In high-performing organisations innovation isn’t left to chance; rather, it is the product of the deliberate application of practical tools and processes. Leaders need to consider how they build capability - and capacity in appropriate methods, including creative thinking, idea management and implementation.
The relationships dimension refers to the patterns of interaction in the organisation or system. Innovative ideas therefore are rarely the product of a lone genius; environments where staff are routinely exposed to a range of different approaches and thinking from a selection of different people with different backgrounds and points of view can be a significant support for innovation.
We have used these seven dimensions to form a framework which leaders can use as a diagnostic tool in order to better understand how staff feel about the culture for innovation within their organisation. The assessment tool is an online survey that can be deployed across a whole organisation or an individual directorate.
The Culture for Innovation tool (along with the associated guides) is a useful starting point for senior leaders who understand that they need to ensure a supportive culture for staff if the benefits of innovation are to be realised within organisations.
Case Study: Avon and Wiltshire Mental Health Partnership Trust
Avon and Wiltshire Mental Health Trust (AWP) is a significant provider of secondary and specialist mental health services to a population of 1.6 million people. The trust delivers services at over 90 sites within six local authority areas.
AWP named innovation as one of the key strategies to support the delivery of trust strategic objectives and launched its first Innovation Strategy in March 2011.
To measure the impact of the Innovation Strategy, the NHS Institute’s Culture for Innovation Survey was adopted as part of a suite of innovation metrics. With support from the communications team, the survey was widely publicised through trust publications, log-in screens and direct requests to professional groups.
Overall, the results from the survey resonated with those of the staff survey and demonstrated a desire from staff to feel they are making a difference. Looking in detail at the results - both positive and negative - really helped us to understand what needed to be done to support and empower staff to innovate.
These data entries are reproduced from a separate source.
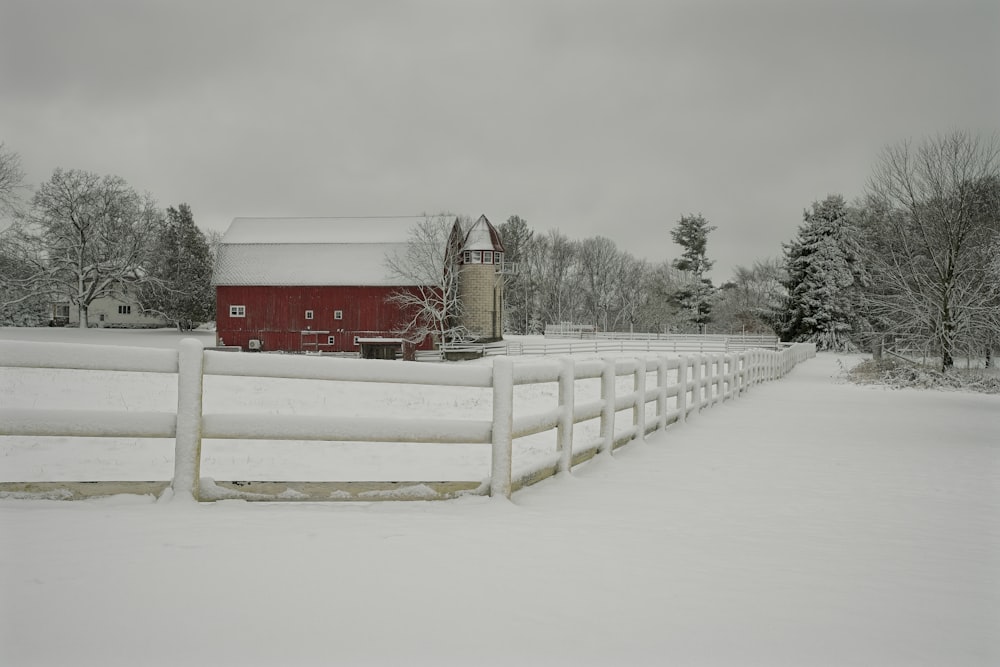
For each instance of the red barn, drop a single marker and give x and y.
(311, 285)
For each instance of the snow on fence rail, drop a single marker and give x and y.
(623, 343)
(698, 381)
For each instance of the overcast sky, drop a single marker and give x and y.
(595, 118)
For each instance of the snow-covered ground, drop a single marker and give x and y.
(812, 522)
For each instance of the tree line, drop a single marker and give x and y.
(912, 264)
(82, 237)
(556, 279)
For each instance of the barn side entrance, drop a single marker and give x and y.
(381, 348)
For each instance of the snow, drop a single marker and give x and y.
(312, 251)
(810, 522)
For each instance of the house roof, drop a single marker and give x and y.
(312, 251)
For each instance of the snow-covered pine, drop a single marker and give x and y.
(822, 278)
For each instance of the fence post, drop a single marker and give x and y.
(723, 376)
(503, 427)
(639, 388)
(608, 412)
(567, 376)
(662, 379)
(682, 367)
(187, 441)
(696, 390)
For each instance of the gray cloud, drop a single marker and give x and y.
(611, 118)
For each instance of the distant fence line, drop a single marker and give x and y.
(698, 382)
(558, 342)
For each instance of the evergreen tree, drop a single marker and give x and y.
(179, 285)
(517, 238)
(694, 297)
(822, 278)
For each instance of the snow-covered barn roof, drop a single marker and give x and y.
(312, 251)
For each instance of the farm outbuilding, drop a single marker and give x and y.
(322, 284)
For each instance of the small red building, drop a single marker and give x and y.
(312, 285)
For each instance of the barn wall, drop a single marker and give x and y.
(277, 317)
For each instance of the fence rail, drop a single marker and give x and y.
(683, 386)
(606, 342)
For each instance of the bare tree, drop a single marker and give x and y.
(631, 290)
(601, 268)
(86, 237)
(11, 181)
(752, 299)
(557, 271)
(932, 217)
(430, 300)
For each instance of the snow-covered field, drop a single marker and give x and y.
(812, 522)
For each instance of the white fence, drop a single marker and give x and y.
(682, 387)
(559, 343)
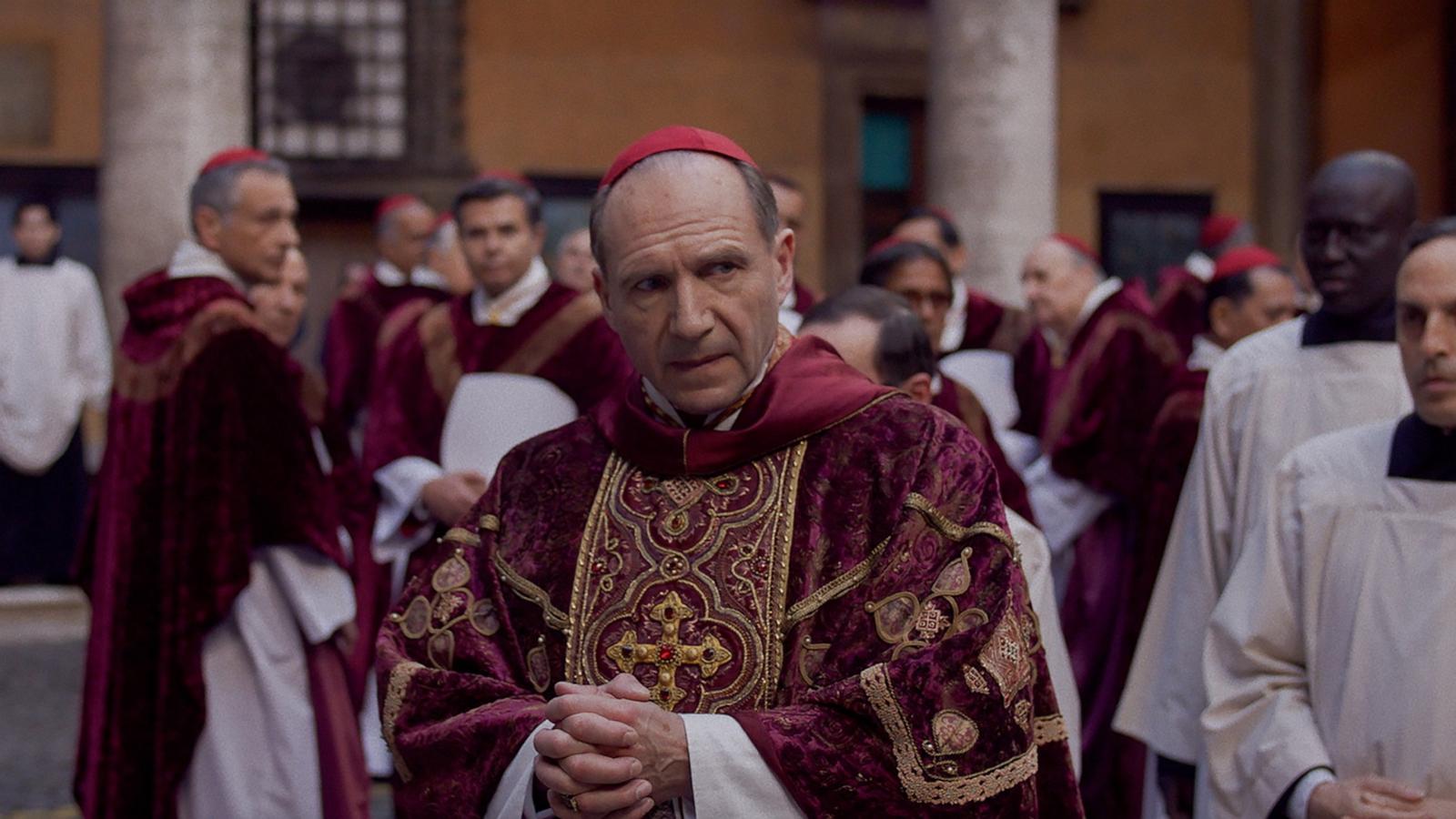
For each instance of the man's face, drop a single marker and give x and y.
(280, 303)
(574, 263)
(405, 241)
(1056, 285)
(1273, 299)
(499, 241)
(791, 206)
(35, 235)
(855, 339)
(1426, 329)
(1351, 241)
(257, 235)
(691, 285)
(922, 283)
(928, 232)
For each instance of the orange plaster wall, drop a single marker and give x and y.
(73, 29)
(1382, 86)
(1154, 95)
(560, 86)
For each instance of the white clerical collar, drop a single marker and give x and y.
(720, 424)
(390, 276)
(1200, 266)
(193, 259)
(509, 308)
(1205, 353)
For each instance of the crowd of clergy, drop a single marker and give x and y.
(1126, 551)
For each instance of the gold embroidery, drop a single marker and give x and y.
(954, 732)
(720, 547)
(909, 622)
(957, 532)
(538, 668)
(531, 592)
(834, 588)
(925, 785)
(669, 653)
(1050, 729)
(812, 656)
(463, 537)
(1008, 656)
(399, 678)
(453, 603)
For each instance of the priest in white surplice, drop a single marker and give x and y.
(55, 376)
(1270, 392)
(1331, 652)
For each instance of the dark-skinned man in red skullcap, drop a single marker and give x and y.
(211, 550)
(1107, 370)
(750, 583)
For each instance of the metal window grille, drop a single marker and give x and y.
(331, 79)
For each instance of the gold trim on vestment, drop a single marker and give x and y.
(957, 532)
(1048, 729)
(737, 566)
(922, 785)
(531, 592)
(399, 678)
(836, 588)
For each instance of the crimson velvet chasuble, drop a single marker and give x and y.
(426, 350)
(834, 571)
(208, 457)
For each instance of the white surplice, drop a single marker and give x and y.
(1332, 644)
(259, 753)
(1264, 397)
(55, 358)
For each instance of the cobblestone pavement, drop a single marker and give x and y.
(41, 665)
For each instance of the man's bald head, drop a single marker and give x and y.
(692, 273)
(761, 194)
(1358, 213)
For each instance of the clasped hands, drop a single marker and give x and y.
(611, 753)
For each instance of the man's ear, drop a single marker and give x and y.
(1219, 318)
(208, 225)
(784, 245)
(917, 387)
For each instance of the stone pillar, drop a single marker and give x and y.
(177, 89)
(992, 130)
(1285, 57)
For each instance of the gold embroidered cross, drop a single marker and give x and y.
(669, 653)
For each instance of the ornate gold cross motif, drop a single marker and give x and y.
(669, 653)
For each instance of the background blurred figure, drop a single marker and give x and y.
(788, 196)
(55, 375)
(404, 228)
(574, 261)
(919, 274)
(1179, 299)
(973, 319)
(1110, 376)
(280, 303)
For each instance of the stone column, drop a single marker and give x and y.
(177, 89)
(992, 127)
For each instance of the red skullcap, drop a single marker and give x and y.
(1077, 245)
(233, 157)
(674, 137)
(1244, 259)
(1216, 229)
(390, 205)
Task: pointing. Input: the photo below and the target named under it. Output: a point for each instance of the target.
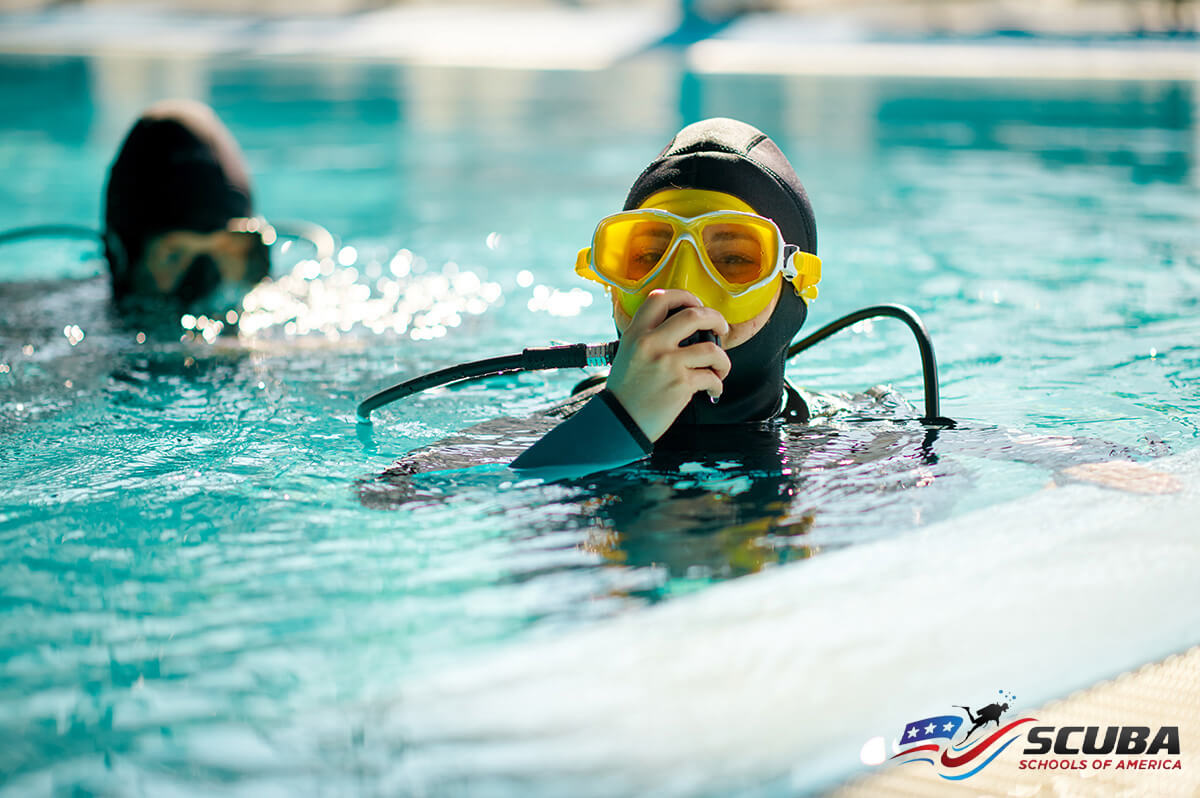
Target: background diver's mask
(205, 273)
(727, 258)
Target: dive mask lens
(736, 249)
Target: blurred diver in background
(179, 232)
(179, 219)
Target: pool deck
(763, 678)
(961, 40)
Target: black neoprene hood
(735, 159)
(178, 169)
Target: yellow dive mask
(730, 262)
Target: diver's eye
(642, 259)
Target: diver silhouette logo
(930, 739)
(989, 714)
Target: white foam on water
(787, 673)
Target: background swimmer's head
(173, 190)
(729, 157)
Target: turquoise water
(198, 555)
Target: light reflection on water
(197, 541)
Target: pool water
(198, 549)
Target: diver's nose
(201, 279)
(685, 271)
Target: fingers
(703, 379)
(707, 357)
(685, 322)
(652, 316)
(658, 304)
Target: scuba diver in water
(179, 225)
(709, 267)
(179, 220)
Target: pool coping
(549, 39)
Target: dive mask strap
(803, 270)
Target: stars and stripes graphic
(930, 739)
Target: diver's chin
(217, 303)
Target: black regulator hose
(576, 355)
(906, 315)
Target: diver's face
(201, 269)
(690, 204)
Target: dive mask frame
(736, 301)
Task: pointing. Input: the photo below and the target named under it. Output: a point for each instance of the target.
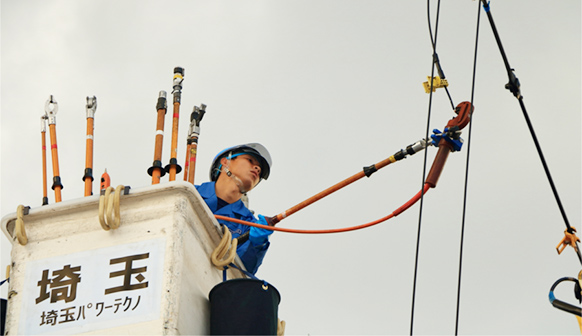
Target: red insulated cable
(346, 229)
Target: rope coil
(19, 229)
(226, 244)
(109, 213)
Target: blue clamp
(437, 136)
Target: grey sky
(328, 87)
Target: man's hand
(260, 236)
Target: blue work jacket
(251, 255)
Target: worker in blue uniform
(234, 172)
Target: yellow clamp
(569, 239)
(19, 229)
(437, 82)
(109, 213)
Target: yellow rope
(20, 231)
(280, 327)
(222, 248)
(109, 213)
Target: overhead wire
(514, 86)
(434, 44)
(465, 191)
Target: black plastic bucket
(244, 307)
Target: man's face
(247, 168)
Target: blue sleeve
(251, 255)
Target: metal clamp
(51, 108)
(91, 106)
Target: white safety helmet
(255, 149)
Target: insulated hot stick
(514, 87)
(187, 160)
(156, 171)
(43, 119)
(367, 171)
(51, 107)
(195, 119)
(91, 108)
(173, 167)
(454, 125)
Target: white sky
(328, 87)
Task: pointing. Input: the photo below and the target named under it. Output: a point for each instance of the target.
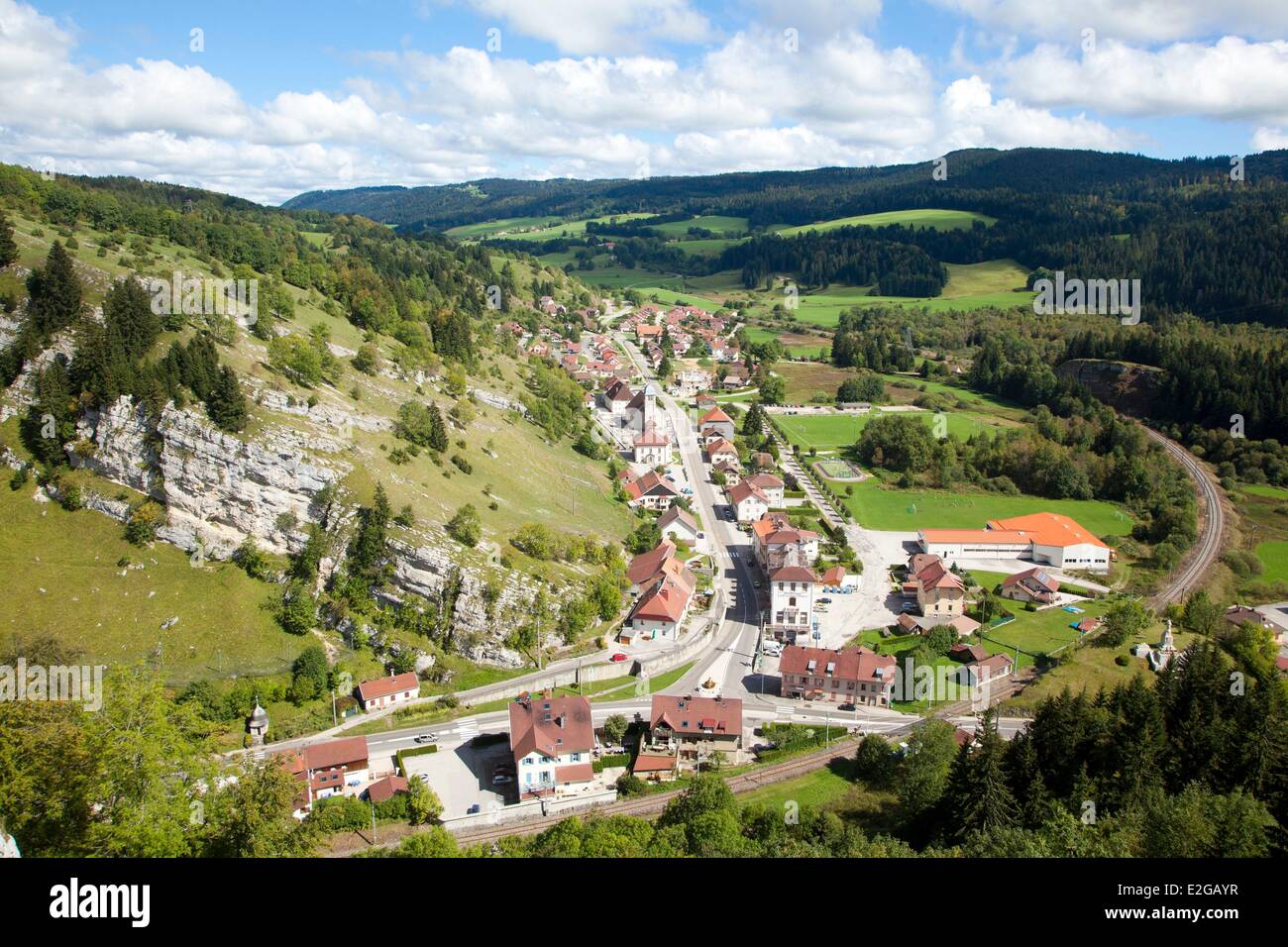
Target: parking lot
(462, 776)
In the past year we have been developing a range of initiatives to better channel the innovative talent of staff, service users, members and partners to support the trust’s objectives.
Creativity training has been developed, giving staff skills that support new ways of thinking about challenges. More resources in the shape of time, money and expertise have been released to support staff and encourage them to develop their ideas for quality improvement.
Using the popular ‘Dragons’ Den’ format, we have tested out ideas against specific criteria: feasibility, sustainability, and likelihood of improving quality and enabling recovery.
February 2012 sees the launch of the Making a Difference Hall of Fame, which recognises the creative talent and commitment of colleagues (clinical and non-clinical) and shares best practice throughout a large, dispersed organisation.
The Culture for Innovation Survey was an ideal tool for capturing the prevailing attitude towards innovation from a cross-section of staff. Additionally, it served to raise the profile of innovation throughout the organisation and create interest in the newly launched Innovation Strategy.
The survey will be repeated in March 2012 to measure whether the implementation of innovation infrastructure has influenced the culture within the organisation.